After the death of the last Hanau count, Johann Reinhard III. , In 1736, Landgrave Friedrich I of Hessen-Kassel inherited the County of Hanau-Münzenberg and with it the Dorheim office on the basis of an inheritance contract from 1643. In 1803 the Landgrave of Hessen-Kassel was made electoral prince . In 1806 the Dorheim office came under French administration, as France occupied the Electorate of Hesse because it refused to join the Confederation of the Rhine . On May 11, 1810, the Grand Duchy of Hesse and France signed a state treaty with which France gave territories that it had taken from Electorate Hesse in 1806 to the Grand Duchy. The treaty concluded in May was not signed by Napoléon until October 17, 1810. The Hessian occupation patent dated November 10, 1810 and also included the Dorheim office . After the Congress of Vienna , it returned to the Electorate of Hesse in 1816. After the administrative reform of the Electorate of Hesse in 1821, in the course of which the Electorate of Hesse was divided into four provinces and 22 districts, the Dorheim office became part of the newly formed Hanau district . At that time it had 2,119 inhabitants. At the same time, the administration was organizationally separated from the jurisdiction. The Dorheim Justice Office was set up for the first instance jurisdiction . In 1847 the justice office was relocated to Nauheim and was now called the “justice office Nauheim”.

During this entire time, the Dorheim office formed an exclave , completely surrounded by foreign territory, most recently that of the Grand Duchy of Hesse-Darmstadt and the Nassau office of Reichelsheim . After the war of 1866 , Prussia annexed the Electorate of Hesse, but gave the office of Nauheim to the Grand Duchy of Hesse in the peace treaty of September 3, 1866 . There it was incorporated into the Friedberg district, which belonged to the province of Upper Hesse .
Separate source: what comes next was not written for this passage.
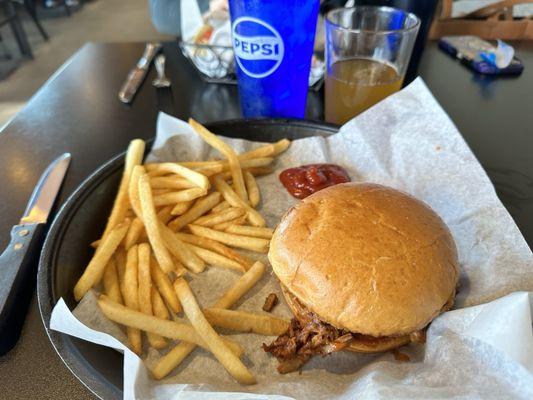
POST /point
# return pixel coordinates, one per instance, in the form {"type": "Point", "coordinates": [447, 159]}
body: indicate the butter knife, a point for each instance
{"type": "Point", "coordinates": [137, 74]}
{"type": "Point", "coordinates": [18, 262]}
Today Rödgen and Schwalheim are districts of Bad Nauheim, Dorheim is a district of Friedberg (Hesse) .

literature

  • Erich Brücher: The return of the Dorheim office to Kurhessen on July 12, 1816 . In: Wetterauer Geschichtsblätter 34 (1985), pp. 87-94.
  • Regnerus Engelhard: Earth description of the Hessian Lands Casselischen Antheiles with notes from history and from documents explained . Part 2. Cassel 1778, ND 2004, p. 782f.
  • Fritz Herrmann: To the population statistics of the office Dorheim . In: Wetterauer Geschichtsblätter 4 (1954), p. 147.
  • Fritz Herrmann: The subjects of Dorheim, Schwalheim, Rödgen in 1600 . In: Wetterauer Geschichtsblätter 5 (1956), pp. 222-224.
  • Herbert Pauschardt: From the history of a village in the Wettertal - Rödgen = Festschrift for the 750th anniversary (2010) of the Bad Nauheim district. Ed .: Magistrate of the City of Bad Nauheim. Bad Nauheim 2010.
  • Regina Schäfer: The Lords of Eppstein = Publications of the Historical Commission for Nassau, Wiesbaden 2000, p. 434.
  • Arthur Benno Schmidt : The historical foundations of civil law in the Grand Duchy of Hesse . Curt von Münchow, Giessen 1893.
  • Alexander Schneider: The Bad Nauheim District Court . In: Wetterauer Geschichtsblätter 34 (1985), pp. 137-142.
  • Alexander Schneider: The Justice Office Dorheim (Nauheim) . In: Wetterauer Geschichtsblätter 32 (1983), pp. 157-167.

Individual evidence

  1. Pauschardt, p. 33.
  2. Arthur Benno Schmidt : The historical foundations of civil law in the Grand Duchy of Hesse . Curt von Münchow, Giessen 1893, p. 75, note 65, as well as the enclosed map.
  3. ^ Text (in French ) in: Schmidt, p. 30ff, note 100.
  4. Schmidt, p. 30.
  5. Schmidt, p. 33.
  6. Zimmermann, p. 772.
  7. ^ Johann Peter Eyring: The district of Hanau . In: Georg-Wilhelm Hanna (arrangement): The district of Hanau and its district administrators . Ed .: Kreissparkasse Hanau . Hanau 1989, p. 7.
  8. Art. 15, No. 2 of the Peace Treaty, printed by: Ernst Rudolf Huber: Documents on German Constitutional History 2 = German Constitutional Documents 1851–1900. 3rd edition, Stuttgart 1986. ISBN 3-17-001845-0 , No. 192, pp. 260ff.